An arrangement of great functional importance in regard to the venous system must now be described, which was shown in 1883 by Lankester to be common to Limulus and Scorpio. This arrangement has not hitherto been detected in any other class than the Arachnida, and if it should ultimately prove to be peculiar to that group, would have considerable weight as a proof of the close genetic affinity of Limulus and Scorpio.
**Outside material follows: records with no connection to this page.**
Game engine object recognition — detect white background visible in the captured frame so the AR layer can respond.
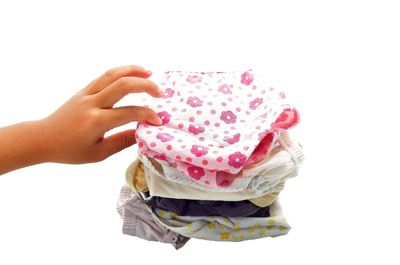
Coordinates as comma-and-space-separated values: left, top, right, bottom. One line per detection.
0, 0, 400, 264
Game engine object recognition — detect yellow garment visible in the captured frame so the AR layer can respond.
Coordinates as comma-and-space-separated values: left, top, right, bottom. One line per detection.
125, 159, 149, 192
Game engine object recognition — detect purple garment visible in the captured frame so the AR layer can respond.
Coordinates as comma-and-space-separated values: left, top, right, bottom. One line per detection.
146, 196, 269, 217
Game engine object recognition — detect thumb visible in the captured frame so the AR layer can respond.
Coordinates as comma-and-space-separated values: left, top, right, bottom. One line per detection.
99, 129, 136, 158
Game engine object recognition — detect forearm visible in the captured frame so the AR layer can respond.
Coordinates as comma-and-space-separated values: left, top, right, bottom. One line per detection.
0, 121, 47, 175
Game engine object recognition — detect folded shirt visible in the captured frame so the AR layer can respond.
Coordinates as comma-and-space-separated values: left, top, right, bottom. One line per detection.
117, 186, 189, 249
136, 68, 298, 187
148, 197, 290, 241
139, 131, 304, 196
125, 156, 284, 207
146, 196, 269, 217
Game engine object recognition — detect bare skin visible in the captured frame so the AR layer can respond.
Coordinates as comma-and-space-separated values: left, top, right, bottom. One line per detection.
0, 65, 163, 175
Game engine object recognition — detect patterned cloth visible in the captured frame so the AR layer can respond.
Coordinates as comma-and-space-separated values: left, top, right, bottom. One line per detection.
136, 71, 298, 187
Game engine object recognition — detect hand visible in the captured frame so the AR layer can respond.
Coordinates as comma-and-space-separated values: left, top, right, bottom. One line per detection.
41, 66, 163, 163
0, 66, 163, 174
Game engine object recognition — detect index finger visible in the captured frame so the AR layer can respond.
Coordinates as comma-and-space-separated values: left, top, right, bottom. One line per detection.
84, 65, 152, 95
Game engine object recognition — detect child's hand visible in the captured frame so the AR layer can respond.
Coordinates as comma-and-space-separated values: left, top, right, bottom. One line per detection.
41, 66, 163, 163
0, 66, 163, 174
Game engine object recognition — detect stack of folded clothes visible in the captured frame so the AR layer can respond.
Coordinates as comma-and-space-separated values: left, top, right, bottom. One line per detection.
117, 70, 304, 249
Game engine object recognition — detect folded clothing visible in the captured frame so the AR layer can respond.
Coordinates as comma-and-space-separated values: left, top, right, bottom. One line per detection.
125, 155, 284, 202
148, 197, 290, 241
139, 131, 304, 196
146, 196, 269, 217
117, 186, 190, 249
136, 71, 298, 187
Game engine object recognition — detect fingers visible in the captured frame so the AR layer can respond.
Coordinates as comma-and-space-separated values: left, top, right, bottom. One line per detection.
96, 77, 164, 108
96, 129, 136, 160
85, 65, 151, 95
104, 106, 163, 130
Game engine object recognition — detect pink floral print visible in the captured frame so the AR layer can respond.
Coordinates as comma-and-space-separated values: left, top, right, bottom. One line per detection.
224, 133, 240, 144
163, 88, 175, 98
156, 133, 174, 142
240, 71, 254, 86
190, 144, 208, 157
135, 70, 299, 191
186, 75, 201, 84
219, 110, 237, 124
228, 151, 247, 168
187, 166, 206, 180
157, 111, 171, 125
218, 84, 232, 94
154, 154, 168, 161
216, 171, 234, 187
186, 97, 203, 108
188, 124, 205, 135
249, 98, 263, 110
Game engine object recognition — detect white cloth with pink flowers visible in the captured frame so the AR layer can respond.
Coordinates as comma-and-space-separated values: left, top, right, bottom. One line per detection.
136, 70, 299, 189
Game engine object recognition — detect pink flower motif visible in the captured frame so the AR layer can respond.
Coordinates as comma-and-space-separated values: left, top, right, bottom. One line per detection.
186, 97, 203, 108
249, 98, 263, 110
219, 110, 237, 124
190, 144, 208, 157
188, 166, 206, 180
240, 71, 254, 86
258, 130, 268, 141
188, 124, 204, 135
186, 75, 201, 84
216, 171, 235, 187
156, 133, 174, 142
218, 84, 232, 94
157, 111, 171, 124
224, 133, 240, 144
154, 154, 168, 161
163, 88, 175, 98
228, 152, 247, 168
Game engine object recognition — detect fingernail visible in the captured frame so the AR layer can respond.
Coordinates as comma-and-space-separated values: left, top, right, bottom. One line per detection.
149, 116, 163, 125
157, 87, 165, 96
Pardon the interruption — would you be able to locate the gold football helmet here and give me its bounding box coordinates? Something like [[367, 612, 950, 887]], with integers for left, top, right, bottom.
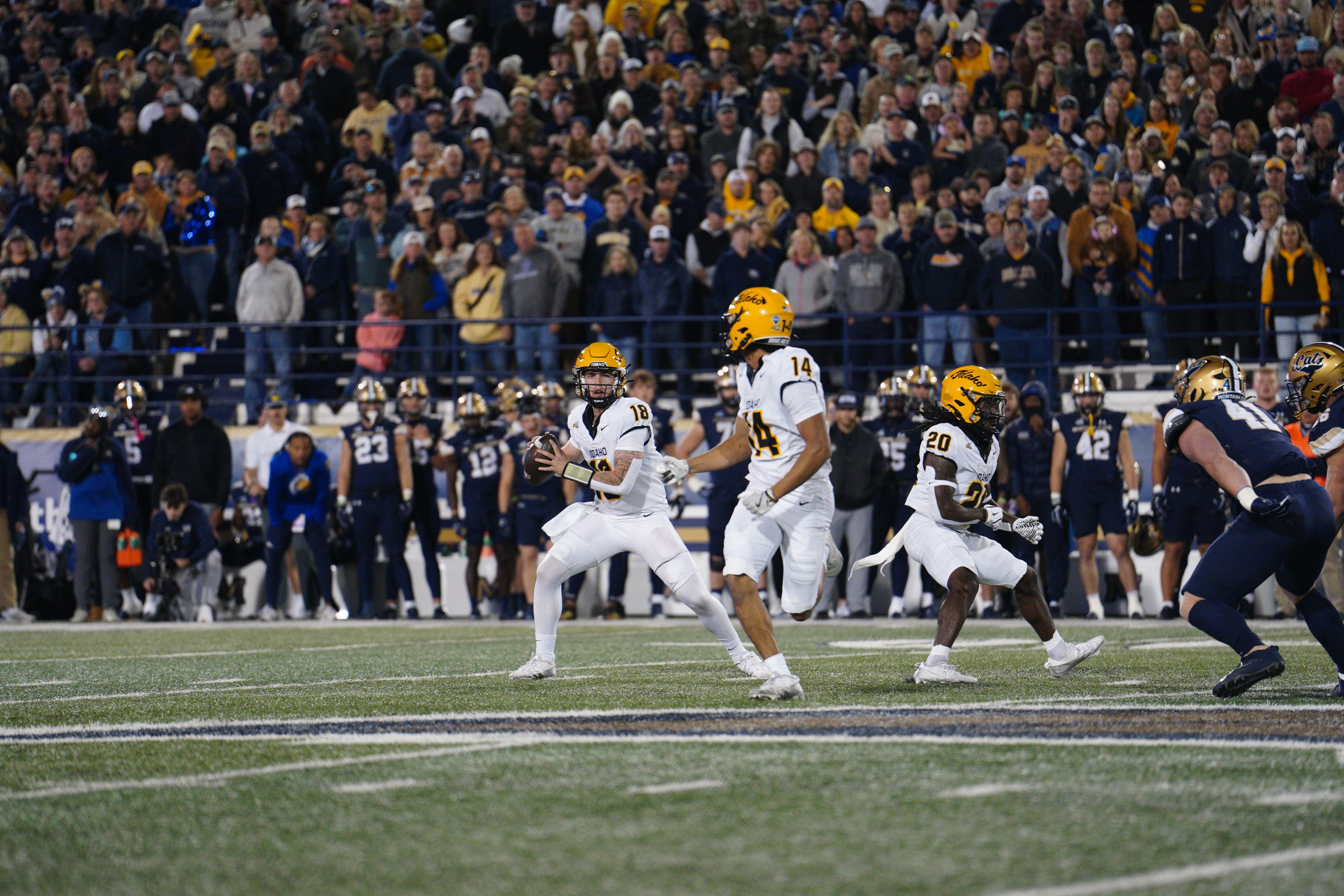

| Fig. 24.—Diagrams of the development and adult structure of one of the paired central eyes of a scorpion. |
| A, Early condition before the lens is deposited, showing the folding of the epidermic cell-layer into three. B, Diagram showing the nature of this infolding. C, Section through the fully formed eye. h, Epidermic cell-layer. r, The retinal portion of the same which, owing to the infolding, lies between gl, the corneagen or lens-forming portion, and pr, the post-retinal or capsular portion or fold. l, Cuticular lens. g, Line separating lens from the lens-forming or corneagen cells of the epidermis. n, Nerve fibres. rh, Rhabdomeres. |
| [How the inversion of the nerve-end-cells and their connexion with the nerve-fibres is to be reconciled with the condition found in the adult, or with that of the monostichous eye, has not hitherto been explained.] |
| (From Korschelt and Heider.) |
The great pericardial sinus is strongly developed in both animals. Its walls are fibrous and complete, and it holds a considerable volume of blood when the heart itself is contracted. Opening in pairs in each somite, right and left into the pericardial sinus are large veins, which bring the blood respectively from the gill-books and the lung-books to that chamber, whence it passes by the ostia into the heart. The blood is brought to the respiratory organs in both cases by a great venous collecting sinus having a ventral median position. In both animals the wall of the pericardial sinus is connected by vertical muscular bands to the wall of the ventral venous sinus (its lateral expansions around the lung-books in Scorpio) in each somite through which the pericardium passes. There are seven pairs of these veno-pericardiac vertical muscles in Scorpio, and eight in Limulus (see figs. 30, 31, 32). It is obvious that the contraction of these muscles must cause a depression of the floor of the pericardium and a rising of the roof of the ventral blood sinus, and a consequent increase of volume and flow of blood to each. Whether the pericardium and the ventral sinus are made to expand simultaneously or all the movement is made by one only of the surfaces concerned, must depend on conditions of tension. In any case it is clear that we have in these muscles an apparatus for causing the blood to flow differentially in increased volume into either the pericardium, through the veins leading from the respiratory organs, or from the body generally into the great sinuses which bring the blood to the respiratory organs. These muscles act so as to pump the blood through the respiratory organs.